Qual è il più avvincente duello che non vedremo mai? Il confronto televisivo su RaiUno fra Giorgia Meloni ed Elly Schlein, che l’Agcom ha mandato a monte per futili motivi. Dove per futili motivi si intendono le lamentele di un coro trasversale dei maschietti della politica, che per timore di venire eclissati da due donne hanno invocato la par condicio, un cerimoniale così ipocrita, superato e complicato che nemmeno alla corte di Bisanzio.
E così noi elettori siamo stati privati della possibilità assistere a un dibattito pubblico fra le due personalità più rappresentative, comunque la si pensi, dell’attuale scenario politico italiano, un faccia a faccia unico al mondo (per quel che ne so), sia perché avrebbe visto sfidarsi una donna premier e una donna capo dell’opposizione, sia perché l’avrebbe arbitrato Bruno Vespa, uno che sta all’imparzialità come Fedez sta al galateo di Donna Letizia e al quale in un paese normale non si lascerebbe arbitrare nemmeno una partita di rubabandiera al centro estivo.
E dire che io avevo già cancellato tutti gli impegni per venerdì 23, data prevista per il duello. Non che mi aspettassi dalle due signore un fuoco pirotecnico di argomentazioni illuminanti, eh. Anzi, devo confessare che come non-fan di Meloni provo un certo sollievo, perché dal punto di vista della forza comunicativa e dell’efficacia la leader del Pd è decisamente inferiore alla sua avversaria. Meloni sembra autentica, spontanea, genuina e battagliera, Schlein sembra artefatta, libresca, impostata e fiacca.
Insisto sul “sembra” perché mi riferisco strettamente alle apparenze e all’effetto che fanno sullo spettatore: la premier potrebbe semplicemente essere un’attrice più talentuosa e dotata per l’improvvisazione, rispetto alla segretaria dem, o avere suggeritori più in gamba. Oltretutto Meloni ha dalla sua l’accento romanesco, vincente e onnipresente nel mondo dello spettacolo e dell’informazione, mentre Schlein ha un’inflessione da emiliana perbene, che al confronto sembra più fiacca. L’accento emiliano in politica bisogna saperlo gestire con accortezza, va strascicato con indolenza e caricato di ironia: i maestri in questa arte sono Romano Prodi e Pierluigi Bersani, e Schlein dovrebbe imparare da loro.
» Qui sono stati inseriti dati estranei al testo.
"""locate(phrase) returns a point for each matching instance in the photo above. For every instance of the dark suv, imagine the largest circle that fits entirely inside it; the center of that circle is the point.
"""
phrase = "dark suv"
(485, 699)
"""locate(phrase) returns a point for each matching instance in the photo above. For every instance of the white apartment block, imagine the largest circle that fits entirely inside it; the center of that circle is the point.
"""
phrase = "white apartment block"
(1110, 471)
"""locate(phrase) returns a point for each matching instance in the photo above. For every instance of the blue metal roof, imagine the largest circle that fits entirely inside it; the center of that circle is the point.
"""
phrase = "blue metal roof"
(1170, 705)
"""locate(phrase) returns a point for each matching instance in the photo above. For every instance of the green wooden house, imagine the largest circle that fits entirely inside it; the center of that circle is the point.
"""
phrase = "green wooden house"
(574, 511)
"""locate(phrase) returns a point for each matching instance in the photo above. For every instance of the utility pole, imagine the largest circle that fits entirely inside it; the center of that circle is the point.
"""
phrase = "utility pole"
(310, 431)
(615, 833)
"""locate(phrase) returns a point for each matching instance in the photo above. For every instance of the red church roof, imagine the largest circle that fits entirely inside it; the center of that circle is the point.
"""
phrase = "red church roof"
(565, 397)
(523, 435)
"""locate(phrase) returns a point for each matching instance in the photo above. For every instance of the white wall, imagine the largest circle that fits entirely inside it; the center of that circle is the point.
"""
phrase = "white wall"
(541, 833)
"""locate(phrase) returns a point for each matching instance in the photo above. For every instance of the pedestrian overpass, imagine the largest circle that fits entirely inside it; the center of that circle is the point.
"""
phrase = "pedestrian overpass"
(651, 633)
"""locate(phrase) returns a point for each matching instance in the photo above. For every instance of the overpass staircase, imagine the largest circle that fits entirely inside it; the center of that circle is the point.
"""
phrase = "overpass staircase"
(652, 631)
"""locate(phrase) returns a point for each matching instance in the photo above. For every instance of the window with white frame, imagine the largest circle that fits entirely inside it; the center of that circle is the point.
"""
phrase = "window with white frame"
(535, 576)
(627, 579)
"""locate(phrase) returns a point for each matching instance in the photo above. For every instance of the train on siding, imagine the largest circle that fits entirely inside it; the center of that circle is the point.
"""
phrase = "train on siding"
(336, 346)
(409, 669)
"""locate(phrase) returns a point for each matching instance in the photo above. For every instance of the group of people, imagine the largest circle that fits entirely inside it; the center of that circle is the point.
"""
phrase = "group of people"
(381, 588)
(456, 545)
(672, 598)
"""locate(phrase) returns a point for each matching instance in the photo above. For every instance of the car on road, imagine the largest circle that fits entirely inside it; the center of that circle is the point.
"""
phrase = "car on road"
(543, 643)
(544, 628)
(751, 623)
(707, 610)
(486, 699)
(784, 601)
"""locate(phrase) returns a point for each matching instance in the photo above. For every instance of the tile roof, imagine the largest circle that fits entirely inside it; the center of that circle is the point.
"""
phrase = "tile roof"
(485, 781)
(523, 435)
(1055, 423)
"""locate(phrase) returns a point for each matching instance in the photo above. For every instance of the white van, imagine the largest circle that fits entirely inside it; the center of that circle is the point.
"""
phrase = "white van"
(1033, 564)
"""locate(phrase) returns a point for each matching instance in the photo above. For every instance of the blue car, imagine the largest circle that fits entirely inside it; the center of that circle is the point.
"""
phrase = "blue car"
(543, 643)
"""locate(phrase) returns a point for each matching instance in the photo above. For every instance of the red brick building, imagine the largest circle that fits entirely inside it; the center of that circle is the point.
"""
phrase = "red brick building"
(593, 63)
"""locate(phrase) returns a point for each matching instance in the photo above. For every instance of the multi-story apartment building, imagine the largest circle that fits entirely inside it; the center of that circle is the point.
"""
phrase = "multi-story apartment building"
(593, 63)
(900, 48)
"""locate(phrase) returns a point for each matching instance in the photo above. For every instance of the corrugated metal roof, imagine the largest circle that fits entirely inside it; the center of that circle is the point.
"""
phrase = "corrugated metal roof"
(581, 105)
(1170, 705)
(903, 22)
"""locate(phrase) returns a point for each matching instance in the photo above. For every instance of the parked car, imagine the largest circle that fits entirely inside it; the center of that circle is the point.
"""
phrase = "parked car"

Insomma, come elettrice di sinistra temevo un match con Giorgia nel ruolo di Sinner e Meloni in quello dell’ultimo Djokovic, e sotto questo profilo l’Agcom mi ha tolto un peso dal cuore. Ma come cittadina, telespettatrice e donna mi sento privata di una grande occasione. E mi dà ancora più sui nervi che ad averla soffiata alle due protagoniste sia stata l’armata dei quaquaraquà, gelosi e biliosi, terrorizzati dal sistema proporzionale che vige nelle elezioni europee e li costringe a lottare per un brandello di visibilità usando tutti i mezzi, compreso toglierla a chi, per ruolo e importanza, la meriterebbe. Riuscirà La 7 a darci quello che mamma Rai ci ha negato, magari aggiungendo al pacchetto Meloni-Schlein il bonus Gruber come moderatrice? O questa volta ci si metterà di mezzo Enrico Mentana, in nome della par condicio fra primedonne?